Kolejna generacja konsol będzie bardzo droga i bez napędu. PS5 Pro “testem” przed PS6?
Tom Warren, dziennikarz The Verge, uważa, że niezwykle wysoka cena PS5 Pro to tak naprawdę wyznacznik tego, jak będzie wyglądała kolejna generacja sprzętu do grania.

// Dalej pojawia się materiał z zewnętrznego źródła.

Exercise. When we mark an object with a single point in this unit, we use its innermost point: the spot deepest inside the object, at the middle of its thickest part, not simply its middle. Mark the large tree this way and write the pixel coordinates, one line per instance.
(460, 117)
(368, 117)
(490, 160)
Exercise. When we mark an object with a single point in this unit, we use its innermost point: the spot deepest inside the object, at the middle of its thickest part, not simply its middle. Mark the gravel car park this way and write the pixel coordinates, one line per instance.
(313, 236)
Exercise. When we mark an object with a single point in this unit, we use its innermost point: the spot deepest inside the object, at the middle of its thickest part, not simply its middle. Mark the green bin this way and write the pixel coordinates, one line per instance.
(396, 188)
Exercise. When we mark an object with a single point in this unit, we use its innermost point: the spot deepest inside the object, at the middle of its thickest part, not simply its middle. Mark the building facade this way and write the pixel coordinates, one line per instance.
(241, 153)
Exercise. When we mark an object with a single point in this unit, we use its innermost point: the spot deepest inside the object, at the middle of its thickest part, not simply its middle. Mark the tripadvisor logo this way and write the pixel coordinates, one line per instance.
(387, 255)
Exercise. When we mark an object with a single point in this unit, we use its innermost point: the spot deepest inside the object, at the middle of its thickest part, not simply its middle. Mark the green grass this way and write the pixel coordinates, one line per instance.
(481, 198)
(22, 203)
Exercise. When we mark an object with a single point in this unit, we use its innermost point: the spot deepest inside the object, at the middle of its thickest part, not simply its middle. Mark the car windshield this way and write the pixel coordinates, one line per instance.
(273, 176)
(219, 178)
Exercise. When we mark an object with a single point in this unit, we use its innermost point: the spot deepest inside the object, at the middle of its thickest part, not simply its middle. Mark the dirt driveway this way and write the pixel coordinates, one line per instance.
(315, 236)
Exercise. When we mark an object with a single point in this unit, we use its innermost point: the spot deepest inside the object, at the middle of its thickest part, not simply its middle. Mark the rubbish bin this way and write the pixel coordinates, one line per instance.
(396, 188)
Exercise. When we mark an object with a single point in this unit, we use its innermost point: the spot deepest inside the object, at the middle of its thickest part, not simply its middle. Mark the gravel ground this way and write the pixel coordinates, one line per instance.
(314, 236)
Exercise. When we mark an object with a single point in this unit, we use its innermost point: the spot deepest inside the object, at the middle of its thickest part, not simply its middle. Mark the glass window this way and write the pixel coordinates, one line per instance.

Sony zapowiedziało w końcu PS5 Pro, czego spodziewał się każdy, ale chyba mało kto oczekiwał, że konsola będzie aż tak droga. Do tego w zestawie nie kupicie czytnika na płyty Blu-ray, przez co wydatek jeszcze bardziej się zwiększa!
PS5 Pro sprawdza graczy
Sytuacja jest więc daleka od idealnej, takiej, na którą liczyli gracze. Wszyscy, którzy mieli nadzieję na możliwe zestawy z czytnikiem płyt w “rozsądnej” cenie (powiedzmy, jak podstawowe PlayStation 5 w dniu premiery), muszą albo obejść się smakiem, albo przygotować na spory wydatek. Cena 700 dolarów lub nawet 800 euro powoduje, że w Polsce być może za konsolę będziemy musieli zapłacić gdzieś około 3500 złotych. Dodając do tego opcjonalny napęd, mamy już wydatek rzędu ponad 4000 złotych. Za konsolę, bez zestawu z grami. Jak tu żyć?
Grając na PC, rzecz jasna. Tak przynajmniej twierdzi Tom Warren z The Verge, który skomentował wpis jednego z internautów. Ten podkreśla, że obecnie składa dobrego PeCeta, posiadając również podstawowe PS5 i Xbox Series X. I wygląda na to, że właśnie budując komputer do gamingu, w dłuższej perspektywie wyjdziemy na tym lepiej. Całość jest tak naprawdę jedynie odpowiedzią na wpis Warrena. Dziennikarz jest zdania, że PS5 Pro jest swoistym “testem” przed kolejną generacją.
Cena PS5 Pro na poziomie 699 dolarów z pewnością stanowi test dla cen konsol nowej generacji i konsol bez dysków. Trzymajcie się swoich dysków i portfeli, ponieważ konsole następnej generacji nie będą tanie i prawie na pewno będą standardowo pozbawione dysków.
Już od dawna mówi się o odchodzeniu od wersji fizycznych gier, choć na razie najwięksi gracze na rynku nie zrezygnowali z nich całkowicie. Microsoft jednak uważa, że to tylko odpowiedź na potrzeby klientów, którzy zdecydowanie wolą wersje cyfrowe. Pudełka mogą zostać wyparte, a całkowita rezygnacja z nich spowoduje znaczne obniżenie kosztów dla wydawców i producentów. Dlatego też potencjalne PS6 i nowy Xbox bez czytnika płyt brzmią całkiem realistycznie. Zawsze pozostaje opcja dokupywania go osobno, ale czy to będzie opłacalne?
Nadal to jednak przypuszczenia, choć niezwykle gorzkie. Jeśli więc zależy Wam na zbieraniu fizycznych wydań i możliwości ich odpalania… korzystajcie, póki możecie. Nikt nie wie, co przyniesie przyszłość. Ale może nie będzie aż tak źle? PS5 Pro i tak sprzeda się jak ciepłe bułeczki, więc wydaje się, że wszystko w rękach graczy.